Interpreto su ascenso en la popularidad nacional, primero como el resultado de una operación (parcialmente fallida) de marketing, que ha costado y sigue costando mucho dinero al bolsillo del contribuyente salteño; y después como el producto de una ciudadanía anestesiada, conformista y poco exigente. En otros países, con democracias más rodadas, el discurso vacío y plagado de lugares comunes del Gobernador de Salta solo conseguiría que se lo catalogase -y con suerte- como un «político del montón».
El razonamiento es muy sencillo: si en nueve largos años, el Gobernador de Salta no ha conseguido resolver ninguno de los problemas que afectan a la Provincia que gobierna, y si en este tiempo la mayoría de aquellos problemas, lejos de resolverse, se ha agravado de forma notable, ¿es sensato pensar que el Gobernador tiene las cualidades mínimas necesarias para convertirse en Presidente de la Nación?
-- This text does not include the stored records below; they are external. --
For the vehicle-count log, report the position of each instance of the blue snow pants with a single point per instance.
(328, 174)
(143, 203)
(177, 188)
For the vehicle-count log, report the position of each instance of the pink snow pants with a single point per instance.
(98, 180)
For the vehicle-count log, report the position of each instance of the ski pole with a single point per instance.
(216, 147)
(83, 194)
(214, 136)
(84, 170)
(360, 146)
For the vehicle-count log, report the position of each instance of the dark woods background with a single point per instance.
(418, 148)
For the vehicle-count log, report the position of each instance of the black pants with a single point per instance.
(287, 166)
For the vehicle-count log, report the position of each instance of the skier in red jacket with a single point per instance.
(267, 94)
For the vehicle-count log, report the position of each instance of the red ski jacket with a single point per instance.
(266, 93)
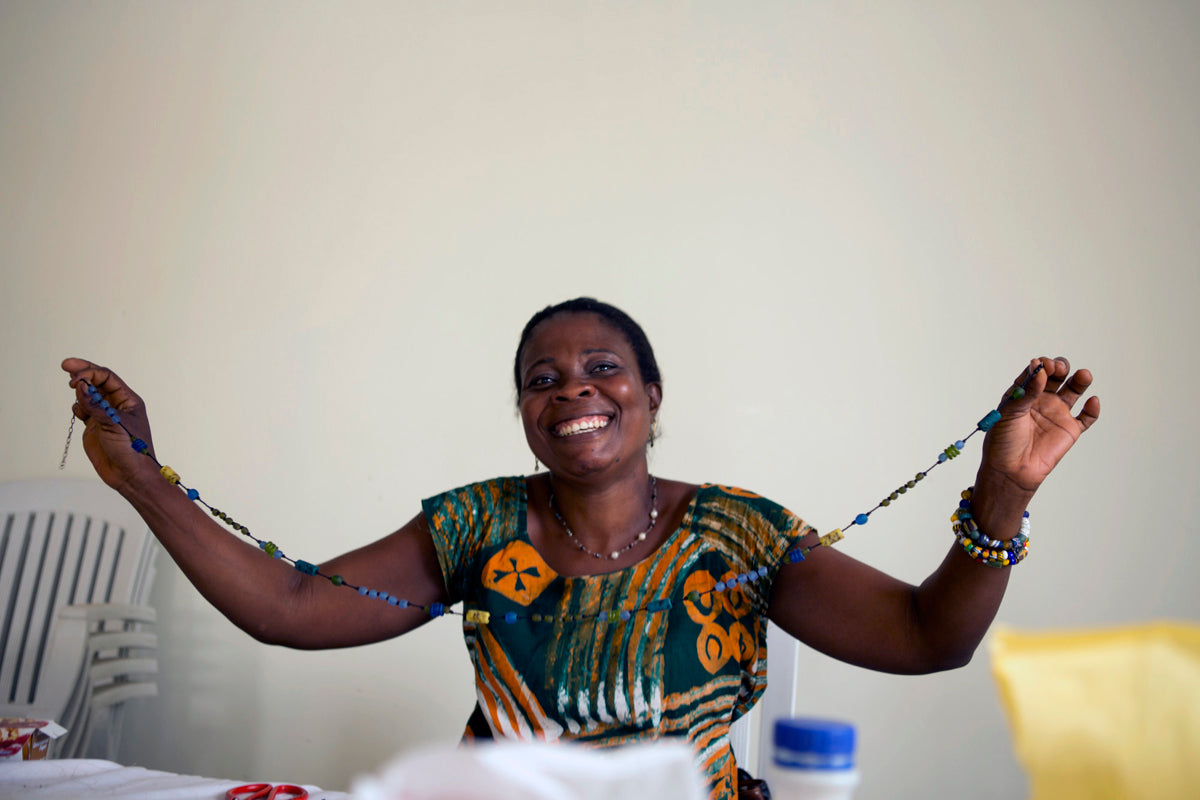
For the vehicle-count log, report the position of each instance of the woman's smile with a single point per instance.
(581, 425)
Por lo que estamos viendo en estos días, no es la sensatez precisamente lo que preside y organiza el proceso de selección de las elites en este país. Entre nosotros priman otros criterios, muy diferentes a los que se aplican en otros países para decidir si un político entra o no en el círculo de los elegidos para poder liderar y abanderar un proyecto de transformación de la sociedad. Lo que en otras latitudes se decide en un espacio público abierto y en debates plurales, repetidos y minuciosos, en la Argentina se decide en unos cuantos programas de televisión, con tres o cuatro frases oportunistas (generalmente deformaciones del discurso peronista más rancio) y casi ninguna idea.
Me doy cuenta de que este es un análisis superficial y no puedo sino pedir disculpas por no tener la capacidad suficiente para reflexionar con más profundidad y para zambullirme en busca de las causas de esta importante disfuncionalidad. Mi esperanza es la de que alguien con mayores conocimientos y mejor claridad expositiva recoja el testigo y nos ayude a encontrar los motivos por los cuales se produce el fracaso de las elites políticas, económicas y sociales, y somos tan propensos a retrasar su relevo.
(*) La palabra elite es también grave o llana. Cuando se escribe de este modo, no lleva acento gráfico en la vocal inicial. Aunque la grafía esdrújula de la palabra («élite») es aceptada por el DLE y su uso generalizado, no deja de ser un galicismo.